La lucuma è una pianta peruviana… da sempre: reperti archeologici documentano che già novemila anni fa il frutto della Pouteria lucuma (oggi meglio Lucuma bifera) era noto ai nativi. Intorno al secondo secolo prima di Cristo, è stato accertata la coltivazione estensiva della lucuma, anche se forse questa Sapotacea era sta “addomesticata” già prima.
Il picco della sua coltivazione fu raggiunto all’epoca della cultura Moche, circa nel VII secolo d.C., mediante l’uso di tecniche di irrigazione e di coltivazione di tipo intensivo. La coltura della lucuma si espanse oltre i limiti dell’altopiano andino, e all’arrivo degli Spagnoli era diffusa in quasi tutto il Peru e nel sud dell’Ecuador. Possiamo dunque dire che questo frutto abbia costituito per secoli, insieme al mais, ai legumi, alla patata e alla quinoa, uno degli elementi principali della dieta alimentare degli abitanti del Peru.

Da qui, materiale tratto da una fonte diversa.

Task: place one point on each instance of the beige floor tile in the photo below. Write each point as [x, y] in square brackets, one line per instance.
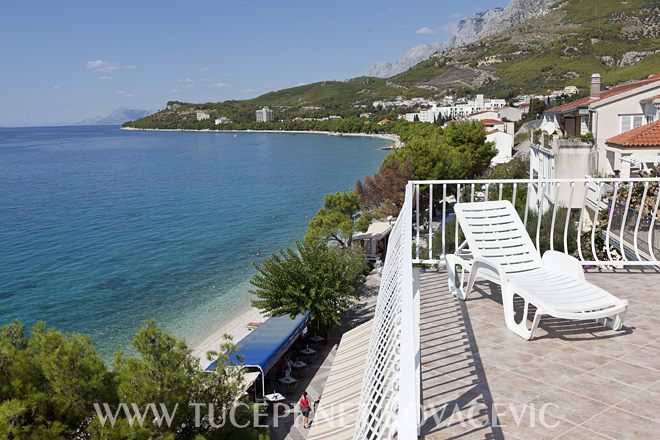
[578, 358]
[527, 422]
[630, 374]
[518, 388]
[565, 405]
[579, 433]
[599, 388]
[645, 404]
[547, 371]
[622, 425]
[648, 356]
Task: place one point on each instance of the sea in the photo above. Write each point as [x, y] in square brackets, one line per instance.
[102, 229]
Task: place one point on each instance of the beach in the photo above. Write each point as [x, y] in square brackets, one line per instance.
[236, 328]
[389, 136]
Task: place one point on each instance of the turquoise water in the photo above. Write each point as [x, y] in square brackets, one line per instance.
[102, 229]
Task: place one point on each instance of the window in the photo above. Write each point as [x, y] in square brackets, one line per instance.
[630, 122]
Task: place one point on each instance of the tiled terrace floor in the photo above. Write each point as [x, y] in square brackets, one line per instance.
[575, 380]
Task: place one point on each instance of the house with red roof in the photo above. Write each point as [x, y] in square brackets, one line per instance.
[637, 149]
[574, 139]
[605, 114]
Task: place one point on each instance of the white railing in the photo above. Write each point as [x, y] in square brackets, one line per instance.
[610, 221]
[390, 393]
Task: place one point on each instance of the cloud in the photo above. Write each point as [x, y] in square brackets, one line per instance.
[425, 31]
[125, 94]
[445, 28]
[105, 66]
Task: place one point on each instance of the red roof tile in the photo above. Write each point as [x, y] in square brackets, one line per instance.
[482, 112]
[652, 98]
[491, 121]
[612, 91]
[645, 136]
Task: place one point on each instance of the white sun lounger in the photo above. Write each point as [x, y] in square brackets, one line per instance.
[501, 251]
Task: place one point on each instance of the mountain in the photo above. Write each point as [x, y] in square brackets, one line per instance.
[478, 25]
[117, 117]
[562, 46]
[573, 39]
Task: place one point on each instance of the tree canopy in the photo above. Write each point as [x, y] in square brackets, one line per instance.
[311, 276]
[384, 192]
[338, 219]
[459, 151]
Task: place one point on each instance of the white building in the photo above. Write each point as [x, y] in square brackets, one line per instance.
[222, 120]
[510, 113]
[504, 144]
[575, 135]
[265, 115]
[485, 114]
[202, 116]
[601, 116]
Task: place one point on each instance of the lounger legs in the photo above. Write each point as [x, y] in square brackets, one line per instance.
[519, 328]
[456, 281]
[613, 322]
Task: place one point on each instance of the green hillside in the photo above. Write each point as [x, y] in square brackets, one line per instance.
[618, 39]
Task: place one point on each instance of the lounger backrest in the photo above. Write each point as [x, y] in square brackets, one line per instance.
[494, 231]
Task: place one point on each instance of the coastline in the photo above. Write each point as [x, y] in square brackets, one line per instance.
[236, 328]
[388, 136]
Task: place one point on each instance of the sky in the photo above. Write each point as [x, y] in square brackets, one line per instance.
[65, 61]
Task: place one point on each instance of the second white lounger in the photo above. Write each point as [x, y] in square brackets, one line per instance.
[500, 250]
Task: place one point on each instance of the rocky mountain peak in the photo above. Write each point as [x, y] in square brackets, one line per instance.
[469, 29]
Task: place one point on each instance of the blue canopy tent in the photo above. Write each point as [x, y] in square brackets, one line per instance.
[265, 345]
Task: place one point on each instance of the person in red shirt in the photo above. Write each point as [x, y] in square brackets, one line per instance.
[305, 409]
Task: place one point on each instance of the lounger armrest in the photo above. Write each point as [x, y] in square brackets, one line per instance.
[479, 263]
[564, 264]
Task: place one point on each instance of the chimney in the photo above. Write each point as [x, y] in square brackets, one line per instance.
[595, 85]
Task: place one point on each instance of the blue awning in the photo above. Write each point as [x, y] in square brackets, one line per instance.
[266, 344]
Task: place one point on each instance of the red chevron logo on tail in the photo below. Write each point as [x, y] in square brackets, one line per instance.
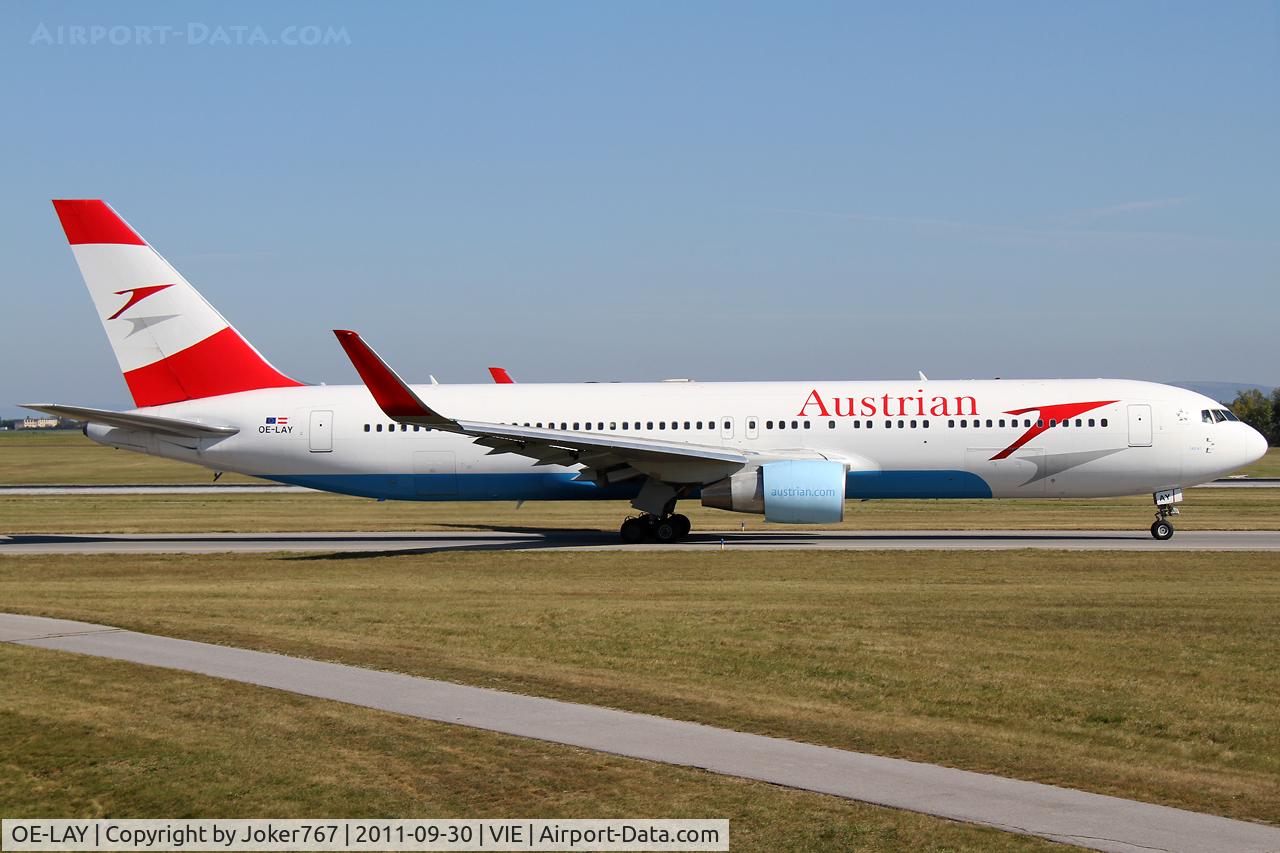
[137, 295]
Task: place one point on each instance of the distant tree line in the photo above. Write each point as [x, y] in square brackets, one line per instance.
[1260, 411]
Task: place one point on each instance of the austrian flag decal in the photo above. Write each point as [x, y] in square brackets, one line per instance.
[275, 425]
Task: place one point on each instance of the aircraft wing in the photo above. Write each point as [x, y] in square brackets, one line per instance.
[606, 457]
[132, 420]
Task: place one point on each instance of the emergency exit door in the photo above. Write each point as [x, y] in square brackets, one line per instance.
[320, 433]
[1139, 425]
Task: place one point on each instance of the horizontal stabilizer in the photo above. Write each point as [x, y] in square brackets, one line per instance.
[131, 420]
[392, 395]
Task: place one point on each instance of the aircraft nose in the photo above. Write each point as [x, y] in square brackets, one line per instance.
[1255, 445]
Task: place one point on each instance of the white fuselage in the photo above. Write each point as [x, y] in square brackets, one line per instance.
[918, 439]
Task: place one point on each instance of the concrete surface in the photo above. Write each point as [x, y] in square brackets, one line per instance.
[776, 539]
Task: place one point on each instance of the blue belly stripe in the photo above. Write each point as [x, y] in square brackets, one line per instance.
[562, 487]
[915, 484]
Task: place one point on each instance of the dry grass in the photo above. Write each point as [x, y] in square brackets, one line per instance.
[1203, 510]
[90, 738]
[1151, 676]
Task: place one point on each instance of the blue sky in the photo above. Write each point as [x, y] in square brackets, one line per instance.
[638, 191]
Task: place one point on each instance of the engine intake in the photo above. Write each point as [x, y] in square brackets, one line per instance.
[791, 492]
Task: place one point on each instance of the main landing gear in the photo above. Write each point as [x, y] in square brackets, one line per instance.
[668, 528]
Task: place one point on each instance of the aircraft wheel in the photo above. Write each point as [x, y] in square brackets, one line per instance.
[634, 530]
[666, 530]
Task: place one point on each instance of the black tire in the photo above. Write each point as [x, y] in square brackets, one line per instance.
[634, 530]
[666, 530]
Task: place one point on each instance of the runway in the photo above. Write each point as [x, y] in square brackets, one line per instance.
[1029, 808]
[376, 543]
[275, 488]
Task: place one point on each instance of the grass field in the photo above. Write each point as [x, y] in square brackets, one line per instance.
[91, 738]
[1203, 510]
[1152, 676]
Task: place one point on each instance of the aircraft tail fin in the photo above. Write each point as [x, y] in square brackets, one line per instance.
[169, 342]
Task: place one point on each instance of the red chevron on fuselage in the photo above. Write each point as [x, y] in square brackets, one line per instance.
[1048, 416]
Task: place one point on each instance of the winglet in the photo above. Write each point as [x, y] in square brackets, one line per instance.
[389, 391]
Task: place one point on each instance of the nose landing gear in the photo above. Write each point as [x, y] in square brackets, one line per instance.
[1162, 528]
[667, 528]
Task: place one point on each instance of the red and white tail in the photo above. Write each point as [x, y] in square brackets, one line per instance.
[172, 345]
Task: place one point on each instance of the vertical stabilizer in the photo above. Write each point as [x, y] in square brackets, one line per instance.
[170, 343]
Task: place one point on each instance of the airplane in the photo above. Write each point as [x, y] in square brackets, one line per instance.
[791, 451]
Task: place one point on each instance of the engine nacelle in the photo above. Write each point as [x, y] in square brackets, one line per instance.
[792, 492]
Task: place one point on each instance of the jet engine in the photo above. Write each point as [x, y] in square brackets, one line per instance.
[790, 492]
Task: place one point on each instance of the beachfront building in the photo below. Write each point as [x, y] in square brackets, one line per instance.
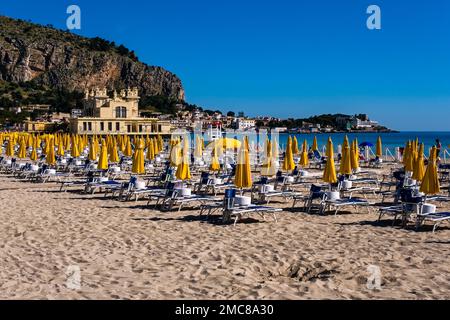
[116, 114]
[358, 123]
[38, 126]
[244, 123]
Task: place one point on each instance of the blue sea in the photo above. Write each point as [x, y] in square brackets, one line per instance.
[389, 140]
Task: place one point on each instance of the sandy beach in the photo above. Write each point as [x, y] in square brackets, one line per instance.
[125, 250]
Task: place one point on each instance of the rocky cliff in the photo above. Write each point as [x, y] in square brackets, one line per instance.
[59, 59]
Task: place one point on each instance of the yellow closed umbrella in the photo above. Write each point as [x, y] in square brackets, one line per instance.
[379, 150]
[198, 151]
[60, 148]
[92, 151]
[329, 174]
[243, 177]
[183, 172]
[419, 166]
[22, 153]
[50, 159]
[33, 155]
[354, 154]
[346, 162]
[10, 147]
[275, 153]
[160, 143]
[268, 168]
[408, 159]
[295, 149]
[114, 155]
[304, 161]
[288, 162]
[175, 154]
[138, 166]
[75, 151]
[215, 165]
[103, 158]
[128, 152]
[430, 183]
[150, 150]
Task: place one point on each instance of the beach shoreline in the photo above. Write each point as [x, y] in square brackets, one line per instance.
[126, 251]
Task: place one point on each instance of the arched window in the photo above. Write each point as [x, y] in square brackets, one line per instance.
[121, 112]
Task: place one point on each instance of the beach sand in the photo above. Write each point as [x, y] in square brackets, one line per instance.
[124, 250]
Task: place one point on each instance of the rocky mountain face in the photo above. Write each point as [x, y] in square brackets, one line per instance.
[59, 59]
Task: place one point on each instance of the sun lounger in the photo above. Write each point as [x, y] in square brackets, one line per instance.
[230, 209]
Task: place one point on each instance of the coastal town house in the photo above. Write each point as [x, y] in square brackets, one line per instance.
[117, 114]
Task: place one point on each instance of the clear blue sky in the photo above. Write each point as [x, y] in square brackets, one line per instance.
[284, 58]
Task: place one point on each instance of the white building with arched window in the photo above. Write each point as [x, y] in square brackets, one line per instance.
[116, 114]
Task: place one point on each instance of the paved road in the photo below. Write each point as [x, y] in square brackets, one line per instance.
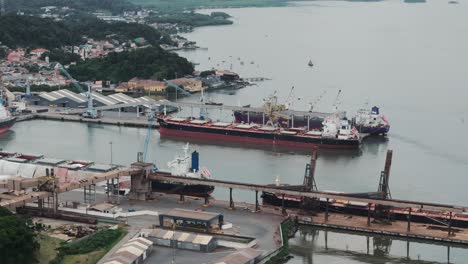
[263, 226]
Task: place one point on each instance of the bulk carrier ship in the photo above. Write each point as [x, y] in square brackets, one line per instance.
[185, 166]
[335, 133]
[6, 120]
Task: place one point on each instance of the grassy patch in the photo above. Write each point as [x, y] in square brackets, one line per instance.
[48, 249]
[92, 257]
[282, 255]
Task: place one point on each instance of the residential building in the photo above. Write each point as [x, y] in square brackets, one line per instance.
[146, 85]
[189, 84]
[38, 52]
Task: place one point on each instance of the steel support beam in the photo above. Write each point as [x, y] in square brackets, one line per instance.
[231, 201]
[368, 214]
[409, 220]
[257, 206]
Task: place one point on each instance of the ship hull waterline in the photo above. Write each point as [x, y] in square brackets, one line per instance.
[6, 125]
[187, 135]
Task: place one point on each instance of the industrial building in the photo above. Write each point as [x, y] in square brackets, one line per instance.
[68, 99]
[191, 219]
[182, 240]
[244, 256]
[135, 251]
[59, 98]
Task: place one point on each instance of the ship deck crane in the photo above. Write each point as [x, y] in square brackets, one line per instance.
[90, 111]
[203, 111]
[337, 102]
[317, 100]
[151, 120]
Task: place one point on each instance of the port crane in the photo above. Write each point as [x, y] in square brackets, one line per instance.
[90, 111]
[143, 156]
[337, 102]
[203, 111]
[317, 100]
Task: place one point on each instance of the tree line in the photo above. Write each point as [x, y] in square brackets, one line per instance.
[151, 62]
[33, 6]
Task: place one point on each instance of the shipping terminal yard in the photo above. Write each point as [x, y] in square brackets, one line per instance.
[172, 211]
[302, 132]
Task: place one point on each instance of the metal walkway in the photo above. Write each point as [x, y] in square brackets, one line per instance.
[317, 195]
[217, 107]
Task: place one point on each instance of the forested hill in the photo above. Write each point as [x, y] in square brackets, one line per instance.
[152, 62]
[98, 29]
[34, 32]
[33, 6]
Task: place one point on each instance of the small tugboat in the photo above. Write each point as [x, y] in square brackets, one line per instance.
[371, 122]
[211, 102]
[185, 166]
[6, 120]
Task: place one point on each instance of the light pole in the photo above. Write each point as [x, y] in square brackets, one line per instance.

Il gusto della lucuma è strano: la sua polpa non è affatto succosa, piuttosto dà la sensazione di essere secca (un po’ come le nespole selvatiche del Crataegus germanica). Ma è dolce, e ricca di amido, qualità che ne giustifica l’impiego sotto forma di farina, esattamente come un cereale. Infatti la lucuma deve essere consumata molto matura e si tende a conservarla per molti giorni avvolta nella paglia dopo la raccolta. La sua nutriente farina è ricca in ferro, niacina e beta-carotene. Si usa cotta in torte, paste e gelati, frullati, budini (lo facevano già le popolazioni preincaiche).
La Lucuma bifera ha sempre avuto importanza anche nell’industria del legno: leggero, di colore chiaro, di grana fine, resistente, il legno della lucuma fu usato ad esempio nella costruzione del Santuario di Pachacàmac, uno dei siti archeologici più importanti del Peru, 40 km a SE di Lima. L’organismo governativo peruviano della Coproba (Comisión Nacional de Productos Bandera) ha inserito a pieno titolo la lucuma nel suo elenco di prodotti tipici di quella terra, e mi trova d’accordo.